The New Power plan would also significantly lower the utility bills of co-op members (some co-op members in eastern Kentucky spend more than 50% of income on energy). The estimated cost of electricity from the alternative plan is 17% less than the Smith coal-burning plant. Money saved could be invested in affordable housing, environmental restoration, healthcare, and other job-creating activities. (For more on KFTC’s alternative program read: “A Cooperative Approach to Renewing East Kentucky“.)
Co-op members in Kentucky are weighing the trade-off. According to Rachel Harrod, whose stepmother ran for a local co-op board this summer:
I believe there’s an alternative that will be better for the environment, less costly to co-op members, and far more beneficial economically. The jobs generated by a clean energy portfolio would be a welcome boost to our local economy. I can’t tell you how significant this would be to an area that has lost much of its agricultural base in recent years.
In addition to saving co-op members from paying for dirty power, a New Power program in eastern Kentucky could kick-start a broader agenda for transitioning Appalachia to the new green economy. Co-ops already have the key infrastructure in place. And instead of being controlled by for-profit investor utilities, the new facilities will literally be owned by eastern Kentucky — the co-op owners, not distant stakeholders. These economic benefits will stay in Kentucky and reverberate through the region.
Greening Economic Democracy
Rural electric co-ops were once a model for economic democracy. David Lilienthal, a founding director of the Tennessee Valley Authority, described an electric coop annual meeting in the 1940s:
Throughout a whole day as many as 2,000 farmers and their wives and children discussed the financial and operating reports made to them by their [co-op] superintendent and board of trustees, and later while we ate a barbecue lunch watched new uses of electricity demonstrated.
These membership “town meetings” are not simply business sessions. They have an emotional overtone, a spiritual meaning to people who were so long denied the benefits of modern energy.
But many electric coops have become distant from such town meeting democracy. In eastern Kentucky, for example, elections to coop boards are rarely contested, with many of the officers serving for decades. Policies are often controlled by coal and other energy companies; as a result, Kentucky’s rural electrical cooperatives are more than 90 percent dependent on coal. That makes rural Kentuckians vulnerable to rising fuel prices and coal depletion.
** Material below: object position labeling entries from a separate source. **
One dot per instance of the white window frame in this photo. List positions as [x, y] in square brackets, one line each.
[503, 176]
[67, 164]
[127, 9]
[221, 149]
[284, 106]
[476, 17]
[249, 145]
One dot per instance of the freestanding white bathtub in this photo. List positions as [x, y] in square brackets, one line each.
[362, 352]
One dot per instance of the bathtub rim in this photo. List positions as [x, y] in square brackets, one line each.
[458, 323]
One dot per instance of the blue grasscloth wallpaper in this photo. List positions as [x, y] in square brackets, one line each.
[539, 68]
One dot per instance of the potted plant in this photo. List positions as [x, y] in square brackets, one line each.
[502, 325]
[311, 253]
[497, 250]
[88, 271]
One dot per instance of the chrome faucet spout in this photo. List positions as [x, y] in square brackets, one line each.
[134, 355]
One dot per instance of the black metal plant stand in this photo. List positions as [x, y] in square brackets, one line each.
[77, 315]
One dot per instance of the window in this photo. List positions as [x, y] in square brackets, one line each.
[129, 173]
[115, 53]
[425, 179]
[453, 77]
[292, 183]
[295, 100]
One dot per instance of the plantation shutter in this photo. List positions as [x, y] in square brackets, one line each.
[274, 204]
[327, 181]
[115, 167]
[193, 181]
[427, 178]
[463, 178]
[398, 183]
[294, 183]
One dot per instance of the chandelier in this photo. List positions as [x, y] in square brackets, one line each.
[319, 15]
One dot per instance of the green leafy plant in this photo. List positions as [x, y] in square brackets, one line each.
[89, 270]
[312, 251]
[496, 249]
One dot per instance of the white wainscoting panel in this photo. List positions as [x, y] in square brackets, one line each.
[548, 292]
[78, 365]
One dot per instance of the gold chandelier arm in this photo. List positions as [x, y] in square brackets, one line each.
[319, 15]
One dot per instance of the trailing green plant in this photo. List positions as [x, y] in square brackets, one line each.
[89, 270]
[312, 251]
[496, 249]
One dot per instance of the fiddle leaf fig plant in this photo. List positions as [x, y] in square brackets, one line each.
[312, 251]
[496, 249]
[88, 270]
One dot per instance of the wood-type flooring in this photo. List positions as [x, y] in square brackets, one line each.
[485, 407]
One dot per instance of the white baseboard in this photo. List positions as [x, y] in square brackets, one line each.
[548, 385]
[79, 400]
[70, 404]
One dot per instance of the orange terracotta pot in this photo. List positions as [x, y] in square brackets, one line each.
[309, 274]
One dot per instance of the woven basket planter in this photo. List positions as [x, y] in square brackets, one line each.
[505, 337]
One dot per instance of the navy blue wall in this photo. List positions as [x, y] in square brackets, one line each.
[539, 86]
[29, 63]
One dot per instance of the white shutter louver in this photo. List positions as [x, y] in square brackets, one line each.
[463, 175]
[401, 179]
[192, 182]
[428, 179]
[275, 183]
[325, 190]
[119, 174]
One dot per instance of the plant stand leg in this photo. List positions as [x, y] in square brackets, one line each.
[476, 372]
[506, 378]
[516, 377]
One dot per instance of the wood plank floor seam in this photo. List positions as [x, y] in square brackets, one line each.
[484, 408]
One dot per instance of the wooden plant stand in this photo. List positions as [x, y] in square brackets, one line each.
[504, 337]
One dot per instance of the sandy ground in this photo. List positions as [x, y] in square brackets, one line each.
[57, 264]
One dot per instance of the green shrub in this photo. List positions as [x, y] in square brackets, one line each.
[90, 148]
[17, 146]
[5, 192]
Building the new green economy will require the revival of democracy — at every level. That’s why co-op members, with the help of KFTC, have begun challenging the entrenched leadership of local co-op boards. This year, KFTC members Dallas Ratliff and Tona Barkley ran for the board of the Owen Electrical Cooperative. In her campaign materials Barkley says:
As a board member, I will strive to make the co-op more open and democratic. I’ll also promote a stronger approach to helping members improve the energy efficiency of their homes and businesses and a more aggressive approach to transitioning into more renewable sources of energy — to protect members from rising energy costs, to protect our health, and to create local jobs.
Like Tona, hundreds of KFTC members throughout the state see a clear link between new democratic power and new clean energy power.
Such a program could be a model for the 400 rural electrical co-ops with 40 million members nationwide. And that could be a significant contribution to a new strategy for protecting the global climate — from below.